Spain has floated a number of bad-bank proposals recently, all of which were fundamentally flawed and doomed from the start.

The latest shell-game proposal will supposedly take bank assets, put them in a non-bank, while forcing the banks to come up with sufficient capital to cover losses.

Please consider Spain in Talks Over ‘Bad Bank’ Scheme

Spain’s government and its banks are discussing a new scheme to segregate problematic property loans into one or more asset management companies to relieve the burden on struggling lenders, according to officials and bankers.

The “bad bank” scheme is the latest attempt by the centre-right government of Mariano Rajoy, prime minister, to avoid an international rescue programme of the sort required by Greece, Ireland and Portugal.
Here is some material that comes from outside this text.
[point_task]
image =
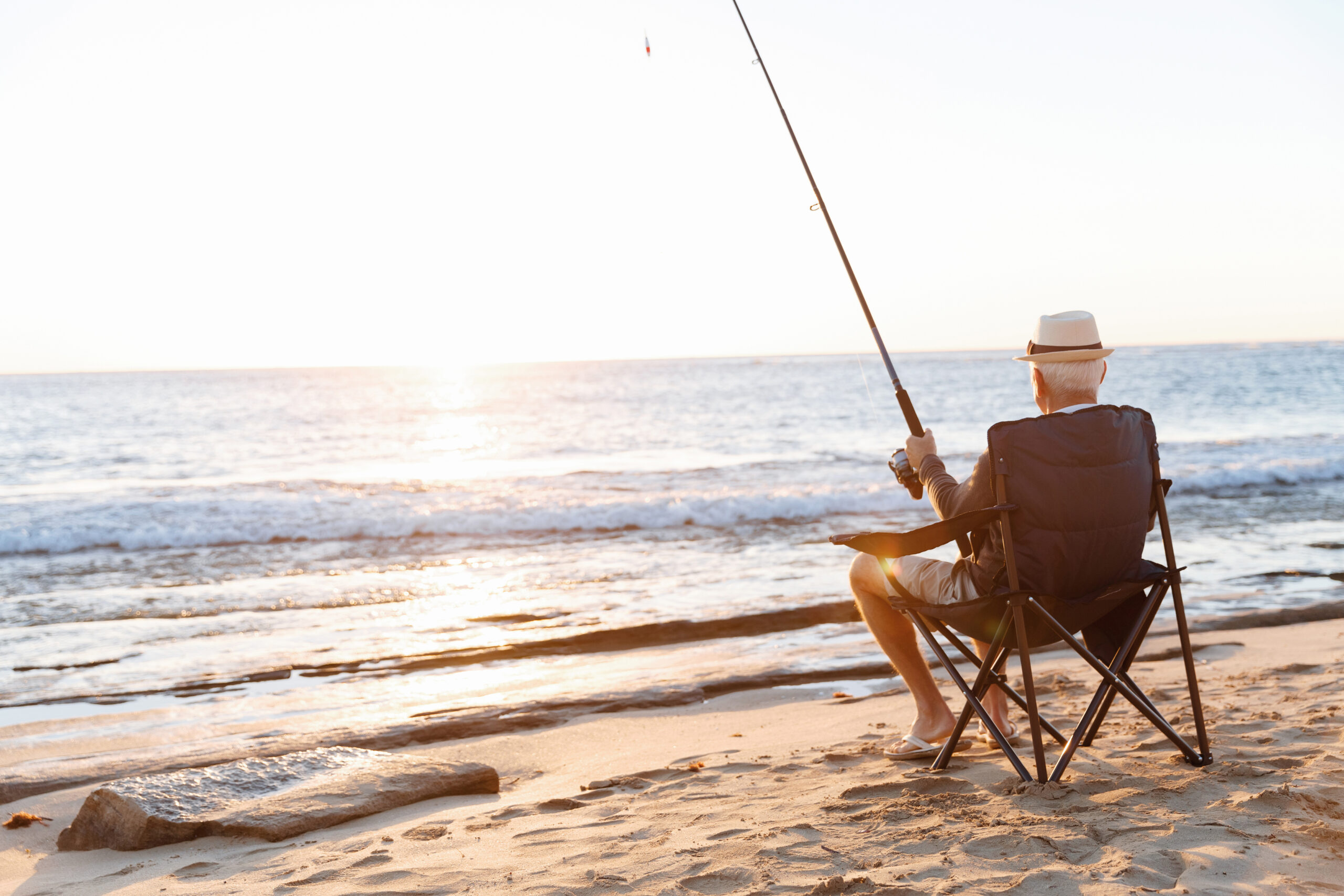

Ministers had decided they had no need of an Irish-style bad bank. But economists say the crisis is so dire that weak banks will need further recapitalisation of about €100bn.

Government officials insist that the scheme should not be called a bad bank, because it will not be a bank and participating lenders will be able to park assets in it only if they have set aside sufficient bad loan provisions, independently valued.

The scheme is being developed by Luis de Guindos, economy minister, and is in line with a recommendation by the International Monetary Fund.

Can One-Winged Pigs Fly?

If banks have sufficient loan-loss reserves then why don’t they simply take the losses now? If they can raise capital now, then why don’t they? If they cannot raise capital now, how will will they be able to do so in the process of moving the assets to a non-bank bank?

This ludicrous plan has the flight capability of a one-winged pig.